Purpose : Glutathione (GSH) is the most abundant anti-oxidative compound of the lens. In age-related nuclear cataracts (ARNC), GSH levels are impaired and accompanied by increased protein oxidation, disulfide formation, and cross-linking. We found ARNC formation (4-12mos) in the LEGSKO mouse in which lenticular GSH levels were conditionally knocked out by targeting the gamma glutamate-cysteine ligase catalytic subunit (Gclc) on FVB/B6 hybrid genetic background. However, no ARNC was seen when we bred LEGSKO mice to a C57BL/6 genetic background. To gain insight into GSH homeostasis and cataractogenesis, we compared LEGSKO, modifier subunit (Gclm) KO, and double-knockout (DKO, Gclc/Gclm) mice all on C57BL/6 genetic background.

Methods : Lens cataracts were monitored by a slit-lamp up to 12mos. Lens morphology and transparency were further confirmed with darkfield microscopy and histology staining. Lens glutathione, protein disulfide, protein glutathionylation, glutathione reductase and GAPDH activity, and protein aggregation were measured.

Results : We did not observe significant nuclear cataract formation up to 12-month-old in LEGSKO and Gclm KO mice. However, severe nuclear cataracts were seen in DKO mice as early as 1-month-old.
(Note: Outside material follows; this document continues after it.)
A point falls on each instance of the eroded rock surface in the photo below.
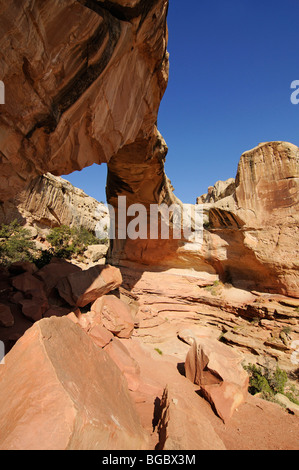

Interestingly, not all DKO mice developed cataracts in both eyes, and very few DKO mice did not develop cataracts in both eyes for up to 12-month-old. A comprehensive comparison of lens redox status, antioxidant enzyme activity, and protein sulfhydryl status between DKO, LEGSKO, Gclm KO, and WT mice offered the mechanisms of why DKO mice develop early nuclear cataracts.

Conclusions : We have established several accelerated lens aging models. Gclc/Gclm DKO mouse develops nuclear cataracts. The phenotypic heterogeneity of DKO mice may explain why some people never develop cataracts.

This abstract was presented at the 2023 ARVO Annual Meeting, held in New Orleans, LA, April 23-27, 2023.